Perception and Sensation: Key Concepts, Theories, and Models (Lecture Notes)

Sensation vs Perception: foundational distinctions

Perception is the interpretation and labeling of sensory input; sensation is the raw input that enters the senses. Willow Went (and colleagues) distinguished:
- Sensation: detecting raw input and bringing it into conscious awareness. In short, the sensing of external stimuli.
- Perception: the labeling, interpretation, and conscious experience that results from processing those sensations. It’s the act of making sense of what is sensed.
Quick takeaway: sensation = input; perception = interpretation of that input.

The senses: beyond the classical five

Common notion: there are five senses (sight, hearing, touch, taste, smell).
The lecture emphasizes that this is an oversimplification, not an exhaustive account of human sensing.
More senses exist and vision itself is multi-faceted:
- Vision comprises detection of color, light, contours, shapes, and other features by different receptors.
- Taste involves multiple receptors for different soluble molecules, not just one taste.
- Additional senses: pain, temperature, proprioception (body position), balance, time perception, etc.
A diagram (from a body-text type source) shows numerous senses, sometimes counted up to around 40 depending on how granular you define them.
Conceptual implication: perception integrates information across many modalities and features, not just a single, simplistic sense.

Perception vs sensation: core concepts and intuition

Perception is the labeling and interpretation process; sensation is the moment information enters the sensory systems.
Perception is a process; sensation is input.

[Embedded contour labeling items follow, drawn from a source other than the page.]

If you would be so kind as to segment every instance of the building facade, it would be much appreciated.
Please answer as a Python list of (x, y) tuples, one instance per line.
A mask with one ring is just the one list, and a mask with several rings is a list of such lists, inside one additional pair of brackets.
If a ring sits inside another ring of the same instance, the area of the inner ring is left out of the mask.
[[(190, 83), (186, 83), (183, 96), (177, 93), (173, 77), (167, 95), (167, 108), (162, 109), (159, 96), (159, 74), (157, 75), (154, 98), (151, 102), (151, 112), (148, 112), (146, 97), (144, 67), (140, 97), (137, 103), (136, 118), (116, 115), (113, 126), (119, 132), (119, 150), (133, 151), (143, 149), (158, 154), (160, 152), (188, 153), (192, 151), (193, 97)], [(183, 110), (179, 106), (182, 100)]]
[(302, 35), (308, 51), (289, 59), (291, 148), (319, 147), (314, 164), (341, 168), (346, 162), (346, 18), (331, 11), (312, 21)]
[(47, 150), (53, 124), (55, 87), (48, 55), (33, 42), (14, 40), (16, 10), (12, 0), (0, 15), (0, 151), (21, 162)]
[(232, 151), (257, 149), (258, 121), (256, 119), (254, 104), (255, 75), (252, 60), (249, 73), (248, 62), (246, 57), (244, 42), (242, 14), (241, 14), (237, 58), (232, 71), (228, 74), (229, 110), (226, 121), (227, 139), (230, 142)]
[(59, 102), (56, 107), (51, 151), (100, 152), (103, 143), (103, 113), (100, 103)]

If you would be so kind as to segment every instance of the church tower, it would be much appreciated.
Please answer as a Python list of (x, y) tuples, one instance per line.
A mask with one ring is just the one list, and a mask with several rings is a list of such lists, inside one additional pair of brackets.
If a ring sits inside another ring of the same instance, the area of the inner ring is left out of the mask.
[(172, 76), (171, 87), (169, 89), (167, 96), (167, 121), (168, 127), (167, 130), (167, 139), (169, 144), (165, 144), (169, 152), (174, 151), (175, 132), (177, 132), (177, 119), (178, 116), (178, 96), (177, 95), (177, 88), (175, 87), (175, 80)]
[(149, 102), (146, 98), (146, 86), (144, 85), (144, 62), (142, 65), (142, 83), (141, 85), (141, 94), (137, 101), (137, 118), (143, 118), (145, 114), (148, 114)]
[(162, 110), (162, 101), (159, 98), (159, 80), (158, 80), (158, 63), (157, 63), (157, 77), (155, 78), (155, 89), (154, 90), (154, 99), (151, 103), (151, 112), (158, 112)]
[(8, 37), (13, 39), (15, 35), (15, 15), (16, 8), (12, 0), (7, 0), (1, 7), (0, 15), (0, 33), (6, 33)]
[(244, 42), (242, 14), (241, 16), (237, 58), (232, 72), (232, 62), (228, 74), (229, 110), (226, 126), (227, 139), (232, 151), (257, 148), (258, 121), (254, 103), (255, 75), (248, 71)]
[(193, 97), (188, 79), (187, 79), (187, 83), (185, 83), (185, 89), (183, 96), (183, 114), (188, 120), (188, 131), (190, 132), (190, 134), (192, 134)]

Perception builds conscious experience by interpreting inputs.
Everyday perception is highly efficient and seamless, often occurring without conscious deliberation due to rapid processing and learned expectations.
Perceptual experience is typically imperfect; stimuli are rarely perfect representations of their real-world sources, yet our brains generate stable, meaningful interpretations.
Examples highlighted in the lecture:
- A rectangle on a screen is often perceived as a rectangle even if the projected shape is distorted by perspective, angle, or lighting.
- The retina can receive the same input from different shapes/orientations, yet we experience a consistent object identity due to perceptual inference.
- The same image can be interpreted as different objects depending on context and prior knowledge (e.g., chairs taken from different angles still read as a chair).
- Humans infer occluded features (glasses, pencils) even when parts are hidden, demonstrating perceptual completion.

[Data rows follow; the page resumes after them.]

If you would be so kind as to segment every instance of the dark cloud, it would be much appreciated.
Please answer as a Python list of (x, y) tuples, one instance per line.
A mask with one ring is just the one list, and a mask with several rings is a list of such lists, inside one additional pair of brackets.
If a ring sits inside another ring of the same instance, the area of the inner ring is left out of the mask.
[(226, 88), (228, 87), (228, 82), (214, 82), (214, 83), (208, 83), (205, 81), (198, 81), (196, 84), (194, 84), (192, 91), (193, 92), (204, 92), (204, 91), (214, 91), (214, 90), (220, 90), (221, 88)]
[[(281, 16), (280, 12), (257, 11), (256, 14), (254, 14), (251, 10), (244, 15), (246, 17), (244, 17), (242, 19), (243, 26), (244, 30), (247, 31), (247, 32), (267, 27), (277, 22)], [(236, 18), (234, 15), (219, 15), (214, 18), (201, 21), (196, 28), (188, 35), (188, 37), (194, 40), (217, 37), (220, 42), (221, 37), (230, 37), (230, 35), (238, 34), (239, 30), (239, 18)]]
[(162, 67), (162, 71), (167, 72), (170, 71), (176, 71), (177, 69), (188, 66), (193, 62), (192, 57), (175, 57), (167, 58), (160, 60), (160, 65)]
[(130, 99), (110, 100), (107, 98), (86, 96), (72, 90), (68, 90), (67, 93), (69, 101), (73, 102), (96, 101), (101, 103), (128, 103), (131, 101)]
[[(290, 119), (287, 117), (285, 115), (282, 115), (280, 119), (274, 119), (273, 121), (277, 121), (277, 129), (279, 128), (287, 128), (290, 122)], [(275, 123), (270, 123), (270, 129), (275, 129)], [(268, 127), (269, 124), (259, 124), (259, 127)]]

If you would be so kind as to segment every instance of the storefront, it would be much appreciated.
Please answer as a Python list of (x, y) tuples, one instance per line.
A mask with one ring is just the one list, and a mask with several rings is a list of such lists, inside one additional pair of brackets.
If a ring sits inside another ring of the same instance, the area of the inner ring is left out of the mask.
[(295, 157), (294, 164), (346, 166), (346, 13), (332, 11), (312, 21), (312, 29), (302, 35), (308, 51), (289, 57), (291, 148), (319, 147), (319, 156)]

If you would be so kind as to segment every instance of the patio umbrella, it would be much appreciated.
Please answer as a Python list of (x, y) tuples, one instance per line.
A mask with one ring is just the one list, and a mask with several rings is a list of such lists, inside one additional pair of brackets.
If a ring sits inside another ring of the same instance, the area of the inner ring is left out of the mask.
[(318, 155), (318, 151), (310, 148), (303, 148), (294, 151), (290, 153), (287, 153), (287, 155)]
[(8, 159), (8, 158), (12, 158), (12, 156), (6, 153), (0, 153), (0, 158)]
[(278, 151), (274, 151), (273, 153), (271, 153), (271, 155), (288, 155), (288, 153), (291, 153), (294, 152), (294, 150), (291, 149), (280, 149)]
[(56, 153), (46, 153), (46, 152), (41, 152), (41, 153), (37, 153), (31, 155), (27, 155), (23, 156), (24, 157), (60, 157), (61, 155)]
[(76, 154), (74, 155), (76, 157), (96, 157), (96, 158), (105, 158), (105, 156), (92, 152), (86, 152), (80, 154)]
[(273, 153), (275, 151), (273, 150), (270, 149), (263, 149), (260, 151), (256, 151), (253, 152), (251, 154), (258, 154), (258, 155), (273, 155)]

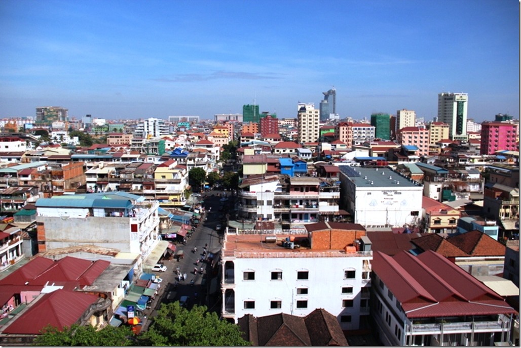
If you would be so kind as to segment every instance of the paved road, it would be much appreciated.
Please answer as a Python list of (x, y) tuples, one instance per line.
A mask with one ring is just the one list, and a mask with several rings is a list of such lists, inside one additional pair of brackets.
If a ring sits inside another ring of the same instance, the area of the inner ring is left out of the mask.
[[(203, 250), (205, 244), (207, 244), (207, 250), (210, 253), (215, 254), (220, 251), (222, 231), (218, 233), (215, 228), (218, 224), (221, 224), (223, 227), (225, 224), (226, 212), (219, 211), (222, 203), (219, 201), (220, 197), (218, 195), (221, 195), (222, 193), (222, 191), (217, 191), (205, 192), (203, 196), (206, 197), (203, 197), (203, 198), (204, 199), (204, 206), (206, 211), (205, 215), (202, 216), (202, 223), (195, 229), (185, 246), (180, 243), (177, 246), (178, 250), (182, 249), (184, 251), (184, 257), (179, 262), (175, 259), (164, 261), (163, 263), (167, 268), (167, 271), (156, 273), (157, 276), (163, 279), (163, 281), (161, 283), (159, 294), (152, 303), (152, 307), (145, 311), (147, 317), (155, 316), (161, 303), (179, 301), (181, 296), (190, 297), (190, 301), (188, 306), (189, 308), (191, 308), (194, 304), (208, 305), (207, 290), (211, 283), (212, 277), (217, 276), (212, 274), (210, 272), (210, 277), (206, 279), (205, 285), (202, 286), (201, 282), (204, 278), (207, 277), (207, 271), (210, 270), (210, 267), (206, 263), (201, 262), (196, 265), (196, 261), (203, 257)], [(229, 195), (230, 193), (229, 192), (227, 194)], [(204, 221), (205, 217), (206, 218), (206, 221)], [(197, 247), (196, 253), (192, 252), (194, 247)], [(199, 272), (202, 266), (203, 267), (202, 275)], [(177, 267), (179, 267), (181, 274), (187, 274), (185, 281), (178, 281), (176, 278), (177, 275), (176, 270)], [(196, 267), (198, 272), (197, 274), (194, 274), (194, 268)], [(193, 286), (190, 284), (192, 280), (194, 281)], [(174, 285), (176, 282), (178, 285), (175, 287)], [(210, 301), (209, 304), (212, 308), (209, 309), (218, 313), (220, 312), (220, 308), (216, 308), (213, 301)], [(146, 320), (143, 324), (143, 330), (146, 329), (149, 324), (150, 320)]]

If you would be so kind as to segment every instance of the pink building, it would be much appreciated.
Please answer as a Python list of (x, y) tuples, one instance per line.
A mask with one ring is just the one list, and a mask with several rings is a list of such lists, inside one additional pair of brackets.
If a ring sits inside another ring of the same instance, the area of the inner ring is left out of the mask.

Bottom-up vs Top-down processing: two parallel pathways

Bottom-up (direct) processing:
- Perception begins with the stimulus input and builds up to recognition from sensory data alone.
- Also called “direct theory” in the lecture; data-driven, stimulus-driven processing.
Top-down (indirect) processing:
- Perception is influenced by prior knowledge, expectations, beliefs, and context; prior information helps interpret ambiguous inputs.
- Also called “indirect theory” or “top-down” processing; knowledge-driven interpretation.
These pathways operate in parallel and continuously influence each other during perception.
Everyday examples:
- Ambiguous images: context determines whether you see a square, a face, or another shape.
- Shadow in water example: depending on expectations (e.g., shark vs toy), you may interpret a shadow differently.
Key terms:
- Top-down processing (indirect theory): perception guided by beliefs, expectations, and prior experience.
- Bottom-up processing (direct theory): perception driven by the sensory input itself.
The lecture also ties these ideas to linguistic/auditory perception: speech segmentation relies on both bottom-up cues (sounds) and top-down expectations (language structure and prior experience).

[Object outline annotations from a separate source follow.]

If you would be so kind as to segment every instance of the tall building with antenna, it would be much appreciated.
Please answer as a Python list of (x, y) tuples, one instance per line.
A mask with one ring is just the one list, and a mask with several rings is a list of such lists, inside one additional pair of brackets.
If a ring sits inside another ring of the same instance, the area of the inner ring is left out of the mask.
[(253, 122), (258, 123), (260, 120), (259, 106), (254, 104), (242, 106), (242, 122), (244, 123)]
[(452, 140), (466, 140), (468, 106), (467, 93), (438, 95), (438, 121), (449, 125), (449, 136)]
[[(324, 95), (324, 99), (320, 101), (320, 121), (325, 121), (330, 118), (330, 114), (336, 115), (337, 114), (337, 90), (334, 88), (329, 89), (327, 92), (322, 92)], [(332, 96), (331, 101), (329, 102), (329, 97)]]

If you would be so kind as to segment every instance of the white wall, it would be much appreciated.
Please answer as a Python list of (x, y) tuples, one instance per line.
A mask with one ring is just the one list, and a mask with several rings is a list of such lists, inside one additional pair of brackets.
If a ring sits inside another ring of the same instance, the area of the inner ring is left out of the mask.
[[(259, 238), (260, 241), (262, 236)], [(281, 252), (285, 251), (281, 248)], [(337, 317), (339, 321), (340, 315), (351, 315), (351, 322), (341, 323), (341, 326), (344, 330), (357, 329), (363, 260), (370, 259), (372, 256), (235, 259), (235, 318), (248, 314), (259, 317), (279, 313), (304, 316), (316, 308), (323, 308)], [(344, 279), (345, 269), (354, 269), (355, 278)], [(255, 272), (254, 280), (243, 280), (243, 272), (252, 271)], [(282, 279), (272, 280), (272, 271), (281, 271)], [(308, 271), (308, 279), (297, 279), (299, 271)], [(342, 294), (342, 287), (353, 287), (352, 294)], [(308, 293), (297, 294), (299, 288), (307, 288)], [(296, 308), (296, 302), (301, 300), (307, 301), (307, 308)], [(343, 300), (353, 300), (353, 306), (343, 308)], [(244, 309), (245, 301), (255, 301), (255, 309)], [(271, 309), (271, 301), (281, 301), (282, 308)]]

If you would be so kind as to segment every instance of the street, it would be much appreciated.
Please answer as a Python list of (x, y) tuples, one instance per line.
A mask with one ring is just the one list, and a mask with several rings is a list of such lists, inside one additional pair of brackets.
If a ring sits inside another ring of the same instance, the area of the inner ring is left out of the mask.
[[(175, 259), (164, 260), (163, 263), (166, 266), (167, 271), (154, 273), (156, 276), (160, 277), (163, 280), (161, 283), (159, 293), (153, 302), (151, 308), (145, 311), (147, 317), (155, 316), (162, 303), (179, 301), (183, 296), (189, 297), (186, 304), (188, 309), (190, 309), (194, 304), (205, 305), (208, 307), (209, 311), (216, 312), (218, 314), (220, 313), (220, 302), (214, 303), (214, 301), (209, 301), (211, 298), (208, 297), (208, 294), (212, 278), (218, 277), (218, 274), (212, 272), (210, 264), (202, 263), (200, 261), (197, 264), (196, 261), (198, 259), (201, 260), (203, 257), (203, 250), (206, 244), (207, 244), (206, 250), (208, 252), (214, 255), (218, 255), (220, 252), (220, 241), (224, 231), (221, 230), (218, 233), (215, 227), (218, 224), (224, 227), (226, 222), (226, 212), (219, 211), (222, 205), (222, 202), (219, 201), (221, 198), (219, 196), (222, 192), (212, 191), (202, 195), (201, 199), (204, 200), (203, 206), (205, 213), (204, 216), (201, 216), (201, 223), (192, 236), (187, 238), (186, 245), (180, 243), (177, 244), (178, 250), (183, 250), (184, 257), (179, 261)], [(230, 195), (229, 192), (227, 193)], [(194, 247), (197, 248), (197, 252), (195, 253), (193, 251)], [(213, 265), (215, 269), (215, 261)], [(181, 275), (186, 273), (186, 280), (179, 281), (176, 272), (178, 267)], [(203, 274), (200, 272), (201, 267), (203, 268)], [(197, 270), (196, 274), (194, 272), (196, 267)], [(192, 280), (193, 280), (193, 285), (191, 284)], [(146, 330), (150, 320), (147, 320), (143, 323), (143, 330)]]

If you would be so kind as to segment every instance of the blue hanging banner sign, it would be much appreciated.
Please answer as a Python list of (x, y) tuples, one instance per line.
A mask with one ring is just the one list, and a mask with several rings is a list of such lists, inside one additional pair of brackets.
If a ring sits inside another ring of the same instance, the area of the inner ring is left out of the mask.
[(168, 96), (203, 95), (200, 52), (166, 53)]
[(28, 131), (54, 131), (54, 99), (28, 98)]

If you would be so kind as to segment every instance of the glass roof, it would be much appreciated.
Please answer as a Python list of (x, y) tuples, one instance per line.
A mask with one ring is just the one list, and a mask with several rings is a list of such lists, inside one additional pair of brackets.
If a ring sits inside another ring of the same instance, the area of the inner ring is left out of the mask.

Perception in practice: examples and demonstrations

Illusion and perspective examples illustrate how perception uses context to interpret input as coherent objects.
Object completion: even when parts of an object are occluded, we perceive a whole object (e.g., glasses behind a laptop, pencil partially visible).
Face and object recognition: humans are unusually adept at recognizing faces and objects even when features are degraded or presented from difficult angles.
Computer vision vs human perception: humans often outperform computers in recognizing incomplete or ambiguous stimuli because we leverage learned context and prior knowledge.
Statistical learning in perception:
- We learn from exposure to sequences and regularities; we detect familiar vs unfamiliar patterns.
- Example: sequences of shapes shown in a cog lab task; participants judged which sequence felt more familiar.
- Humans show robust pattern-detection abilities, sometimes more so than random algorithms in certain tasks.
A cross-domain example: auditory perception and speech segmentation relies on transitional probabilities between sounds within words, enabling language learning through statistics.

Statistical learning, regularities, and probabilistic inference

Statistical learning (Hebbian-like associations):
- Idea: neurons that fire together wire together; co-occurring stimuli become linked in memory.
- In cognitive tasks, exposure to regular pairings or triplets increases familiarity for those sequences.
- The brain is highly sensitive to patterns and regularities in the environment.
Transitional probabilities and speech segmentation:
- Perception of word boundaries is aided by the likelihood that one sound will follow another within a word.
- Example: in English, the sequence “pretty baby” typically marks a boundary between “pretty” and “baby”; people segment words based on typical transition probabilities.
Bayesian inference and prior knowledge:
- Prior knowledge influences interpretation; Bayesian ideas explain how prior expectations combine with sensory evidence to shape perception.
- Bayesian framework basics (conceptual, not derived in the transcript):
- Prior probability P(H) and likelihood P(D|H) combine to yield posterior P(H|D) ∝ P(D|H) P(H).
- The Likelihood Principle: the data likelihood P(D|H) drives interpretation; priors adjust how likely hypotheses are given the data.
- In perception, priors can bias interpretation toward more probable or familiar categories, affecting even simple perceptual decisions.
Implications for AI and perception:
- Humans are highly tuned to detect patterns and infer meaning from incomplete data, whereas AI systems may rely more rigid feature detection unless explicitly trained for robust inference.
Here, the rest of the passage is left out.